IBM has let their actions speak for their current areas of focus, as recent steps taken in the world of cloud, analytics, and application development have evidenced. This emphasis on promoting a resource intensive atmosphere has brought us Bluemix, helping to power hybrid cloud applications and solutions for commercial purposes, IoT, and analytics. Upon the recent announcement to jointly create the Open Container Platform (OCP), a coalition promoting the interoperability of containers in hopes to foster the rapid growth of container-based solutions, we see Big Blue’s vast network come alive to support such defined initiatives of driving innovation in cloud, mobility, security, and analytics.

As CIO.com points out in an interview with Mohamed Abdula, VP of Strategy & Offering Management for Cloud Foundation Services at IBM, service scalability, openness in both architecture and general conception, and the utility of hybrid all drive Bluemix, set the foundations for the Bluemix appeal to developers at all levels.

  1. Services. "Bluemix is very much a rich and leading edge platform with the highest number of services to build from — data, mobile, integration, etc."

  2. An open philosophy and architecture. "Everything that they're going to build takes advantage of that whole philosophy and architecture that we built around open"

  3. A hybrid approach. Whether customers need their applications to run on public cloud, private cloud, on-premises infrastructure or some combination thereof, Sogeti knows the applications they build will run on that deployment. "Leveraging things like containers and OpenStack mean they can do it on a public implementation or a dedicated instance or local," Abdula says.

"Our strategy around cloud is to make all of these clouds behave as one," says Angel Diaz, vice president of Cloud Architecture & Technology at IBM. "No application, no solution is an island. Everything is connected."

This interconnectedness is consciously met with precaution, however. As Diaz puts it, one of the biggest challenges with containers currently is that they can contain vulnerable code. Since the basic idea is to allow developers to use containers to build micro-services that can then be strung together to rapidly build new services, it’s vital to accurately identify if something in a container hasn't been patched or has known vulnerabilities before those containers come to serve as the foundations of broadly applicable services.

Integrating with awareness is key, in a world increasingly cyber-dependent, threats are detrimental to not only commerce, but the integrity of institutions and establishments which our activities are based around. So development, and the speed at which we are able to innovate is often maintains some dependence on the security and integrity on the foundations of this innovation.

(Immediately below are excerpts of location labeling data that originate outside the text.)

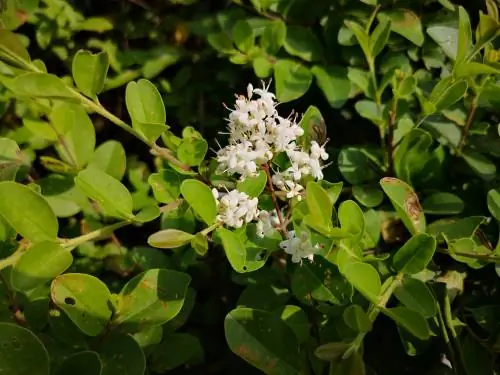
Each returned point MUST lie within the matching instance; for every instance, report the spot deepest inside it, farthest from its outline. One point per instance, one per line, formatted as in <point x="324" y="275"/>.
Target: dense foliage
<point x="150" y="222"/>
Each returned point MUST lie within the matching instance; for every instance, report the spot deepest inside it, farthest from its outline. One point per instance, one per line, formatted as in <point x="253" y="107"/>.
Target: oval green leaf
<point x="40" y="263"/>
<point x="27" y="212"/>
<point x="151" y="298"/>
<point x="21" y="352"/>
<point x="85" y="299"/>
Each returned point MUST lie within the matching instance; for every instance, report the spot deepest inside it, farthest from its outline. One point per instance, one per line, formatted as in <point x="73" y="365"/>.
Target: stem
<point x="98" y="108"/>
<point x="94" y="235"/>
<point x="390" y="136"/>
<point x="468" y="124"/>
<point x="389" y="286"/>
<point x="11" y="259"/>
<point x="265" y="167"/>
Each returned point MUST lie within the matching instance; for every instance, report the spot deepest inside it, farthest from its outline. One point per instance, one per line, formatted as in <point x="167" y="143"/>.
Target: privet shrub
<point x="271" y="242"/>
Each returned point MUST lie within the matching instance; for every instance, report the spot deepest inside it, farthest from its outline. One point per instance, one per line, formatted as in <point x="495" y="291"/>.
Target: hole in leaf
<point x="16" y="344"/>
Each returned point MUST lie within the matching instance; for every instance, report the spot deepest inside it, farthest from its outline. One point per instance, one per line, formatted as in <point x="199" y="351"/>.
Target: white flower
<point x="267" y="223"/>
<point x="299" y="247"/>
<point x="237" y="208"/>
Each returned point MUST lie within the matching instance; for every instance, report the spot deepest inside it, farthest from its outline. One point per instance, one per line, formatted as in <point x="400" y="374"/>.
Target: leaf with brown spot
<point x="151" y="298"/>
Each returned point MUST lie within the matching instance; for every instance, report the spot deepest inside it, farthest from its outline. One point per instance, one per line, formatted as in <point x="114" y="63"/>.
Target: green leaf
<point x="379" y="37"/>
<point x="357" y="319"/>
<point x="410" y="320"/>
<point x="96" y="24"/>
<point x="200" y="244"/>
<point x="480" y="164"/>
<point x="169" y="239"/>
<point x="273" y="37"/>
<point x="110" y="158"/>
<point x="472" y="69"/>
<point x="443" y="204"/>
<point x="322" y="281"/>
<point x="89" y="72"/>
<point x="113" y="197"/>
<point x="331" y="351"/>
<point x="406" y="203"/>
<point x="121" y="354"/>
<point x="364" y="278"/>
<point x="405" y="23"/>
<point x="10" y="159"/>
<point x="352" y="221"/>
<point x="85" y="299"/>
<point x="27" y="212"/>
<point x="464" y="36"/>
<point x="333" y="81"/>
<point x="21" y="352"/>
<point x="243" y="35"/>
<point x="27" y="272"/>
<point x="415" y="254"/>
<point x="368" y="196"/>
<point x="362" y="37"/>
<point x="319" y="204"/>
<point x="166" y="185"/>
<point x="41" y="85"/>
<point x="446" y="36"/>
<point x="148" y="213"/>
<point x="192" y="151"/>
<point x="82" y="363"/>
<point x="446" y="93"/>
<point x="357" y="166"/>
<point x="201" y="199"/>
<point x="416" y="295"/>
<point x="12" y="49"/>
<point x="253" y="186"/>
<point x="292" y="80"/>
<point x="151" y="298"/>
<point x="146" y="109"/>
<point x="78" y="127"/>
<point x="175" y="350"/>
<point x="302" y="42"/>
<point x="263" y="340"/>
<point x="493" y="200"/>
<point x="314" y="127"/>
<point x="241" y="258"/>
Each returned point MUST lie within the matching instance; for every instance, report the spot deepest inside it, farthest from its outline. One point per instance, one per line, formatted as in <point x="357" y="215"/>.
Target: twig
<point x="466" y="128"/>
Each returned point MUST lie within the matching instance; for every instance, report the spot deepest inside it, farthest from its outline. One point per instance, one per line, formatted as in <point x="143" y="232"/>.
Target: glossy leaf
<point x="415" y="254"/>
<point x="151" y="298"/>
<point x="263" y="340"/>
<point x="121" y="354"/>
<point x="410" y="320"/>
<point x="113" y="197"/>
<point x="292" y="80"/>
<point x="28" y="273"/>
<point x="21" y="352"/>
<point x="416" y="295"/>
<point x="110" y="158"/>
<point x="27" y="212"/>
<point x="406" y="203"/>
<point x="364" y="278"/>
<point x="201" y="199"/>
<point x="89" y="71"/>
<point x="82" y="363"/>
<point x="42" y="85"/>
<point x="10" y="159"/>
<point x="333" y="81"/>
<point x="85" y="299"/>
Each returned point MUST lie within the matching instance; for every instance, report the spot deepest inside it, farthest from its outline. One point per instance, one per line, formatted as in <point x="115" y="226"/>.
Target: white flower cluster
<point x="299" y="247"/>
<point x="235" y="208"/>
<point x="257" y="133"/>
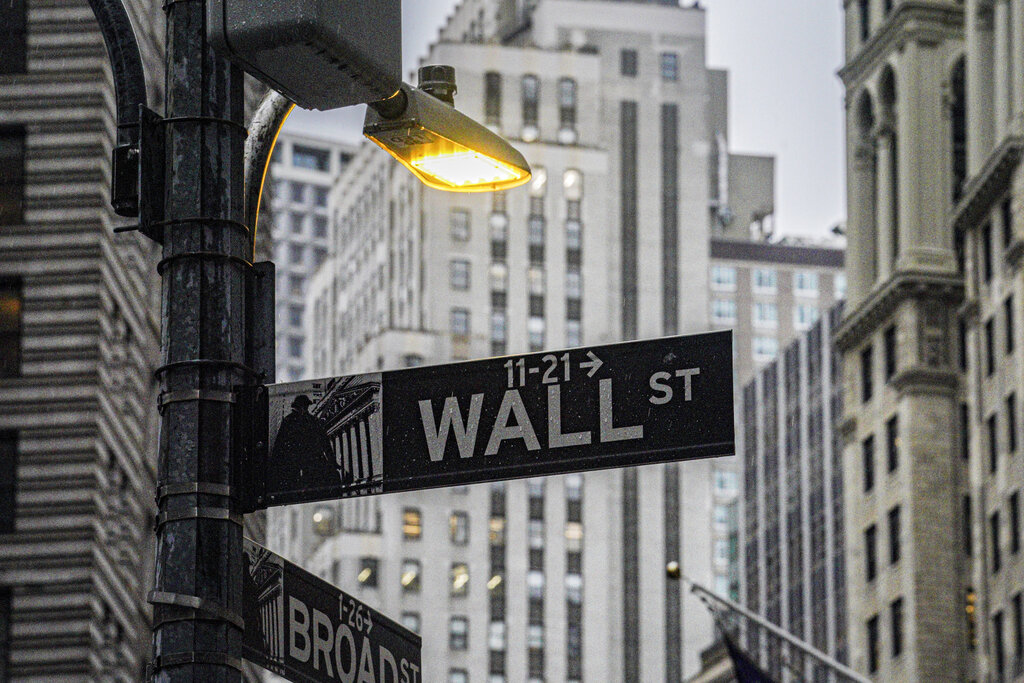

The point at hand is that the promotion of development oriented and innovative solutions cannot be isolated. IBM sets an applaudable example in this specific case, noting that innovative ecosystems cannot be decoupled from security, even more important in an interconnected environment. How these environments will be protected, secure, and maintain their integrity.will be paramount to the legitimacy of astoundingly exciting innovation.